Partout, le même schéma se reproduit : la Tunisie paie la formation, les pays d’accueil en récoltent les bénéfices. Entre 2010 et 2020, la fuite des cerveaux a coûté près de 2 % du PIB tunisien chaque année. Mais ce chiffre ne dit pas tout : ce sont des services publics qui se vident, des régions entières abandonnées, un avenir collectif qui s’effrite. La France, l’Allemagne, le Canada, les pays du Golfe se vantent de leur « attractivité » et de leur « modernité » parce qu’ils attirent des talents étrangers. Mais il ne s’agit pas d’attractivité, il s’agit d’un pillage organisé, d’un transfert structurel de compétences du Sud vers le Nord.

Cette mécanique est coloniale. Hier, les puissances européennes pillaient les ressources naturelles et les forces de travail tunisiennes. Aujourd’hui, elles pillent les cerveaux, les qualifications, les compétences. Elles exploitent le fait que l’État tunisien, affaibli par les politiques d’austérité du FMI et par la corruption interne, ne parvient plus à retenir ses jeunes. Les pays du Nord profitent de cette défaillance, sans jamais compenser les pertes pour la Tunisie. La souveraineté du pays est directement entamée : une nation qui ne peut retenir ses médecins, ses ingénieurs et ses chercheurs ne peut pas construire son avenir.

La fuite des cerveaux tunisiens est donc une double injustice. Les diplômé·es sont contraints de quitter un pays qui les a formés mais qui ne leur offre pas les moyens de vivre dignement. Et une fois partis, ils se heurtent à des politiques discriminatoires qui les exploitent et les maintiennent en bas de l’échelle. Dans tous les pays d’accueil, la même logique prévaut : les Tunisiens sont indispensables, mais ils doivent rester invisibles, subalternes et précaires.
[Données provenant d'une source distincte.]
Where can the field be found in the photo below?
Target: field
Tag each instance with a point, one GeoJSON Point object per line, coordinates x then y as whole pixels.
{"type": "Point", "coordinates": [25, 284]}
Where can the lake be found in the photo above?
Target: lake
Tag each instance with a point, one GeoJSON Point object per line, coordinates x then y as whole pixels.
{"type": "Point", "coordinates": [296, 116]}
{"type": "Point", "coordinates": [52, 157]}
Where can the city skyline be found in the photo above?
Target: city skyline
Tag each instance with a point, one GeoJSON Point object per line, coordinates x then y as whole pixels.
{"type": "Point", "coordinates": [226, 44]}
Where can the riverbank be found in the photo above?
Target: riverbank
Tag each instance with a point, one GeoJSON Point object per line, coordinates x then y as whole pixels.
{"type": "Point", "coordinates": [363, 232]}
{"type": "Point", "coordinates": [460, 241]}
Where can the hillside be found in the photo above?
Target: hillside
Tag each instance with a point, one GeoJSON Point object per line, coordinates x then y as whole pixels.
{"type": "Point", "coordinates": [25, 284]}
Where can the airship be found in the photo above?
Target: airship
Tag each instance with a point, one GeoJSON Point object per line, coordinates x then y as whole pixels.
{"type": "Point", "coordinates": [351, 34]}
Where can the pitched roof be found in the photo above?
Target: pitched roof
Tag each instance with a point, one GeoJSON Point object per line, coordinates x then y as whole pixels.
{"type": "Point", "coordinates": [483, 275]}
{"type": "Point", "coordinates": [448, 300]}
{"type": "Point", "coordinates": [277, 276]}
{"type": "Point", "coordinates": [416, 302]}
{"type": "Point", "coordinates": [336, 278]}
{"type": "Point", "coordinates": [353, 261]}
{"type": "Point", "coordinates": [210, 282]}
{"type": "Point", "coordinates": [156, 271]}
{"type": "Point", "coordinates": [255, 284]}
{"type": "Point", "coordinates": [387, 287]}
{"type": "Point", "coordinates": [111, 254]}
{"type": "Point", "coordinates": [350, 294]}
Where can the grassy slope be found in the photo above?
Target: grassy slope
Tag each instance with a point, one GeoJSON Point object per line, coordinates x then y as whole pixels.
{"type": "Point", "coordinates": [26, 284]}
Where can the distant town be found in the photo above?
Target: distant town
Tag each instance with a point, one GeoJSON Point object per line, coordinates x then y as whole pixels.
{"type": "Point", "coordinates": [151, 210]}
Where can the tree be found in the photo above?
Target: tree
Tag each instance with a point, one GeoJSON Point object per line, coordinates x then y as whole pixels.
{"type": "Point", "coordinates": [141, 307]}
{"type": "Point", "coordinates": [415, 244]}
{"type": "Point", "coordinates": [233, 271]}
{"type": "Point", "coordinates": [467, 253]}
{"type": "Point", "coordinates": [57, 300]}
Le CRLDHT affirme que cet exode n’est pas une fatalité mais le résultat de choix politiques. La Tunisie doit cesser d’abandonner sa jeunesse, mettre fin à la dérive autoritaire, investir dans la santé, l’éducation et la recherche, revaloriser les salaires et créer des perspectives. La France et les autres pays d’accueil doivent reconnaître les compétences tunisiennes à égalité, mettre fin aux statuts précaires et aux discriminations institutionnelles. La dignité ne se négocie pas : les médecins, les ingénieurs, les chercheurs tunisiens ne sont pas des supplétifs, mais des professionnel·les formés, compétents, qui exigent justice et reconnaissance. Tant que cette exigence ne sera pas satisfaite, la fuite des cerveaux restera le symbole d’un monde où le Sud paie et où le Nord profite.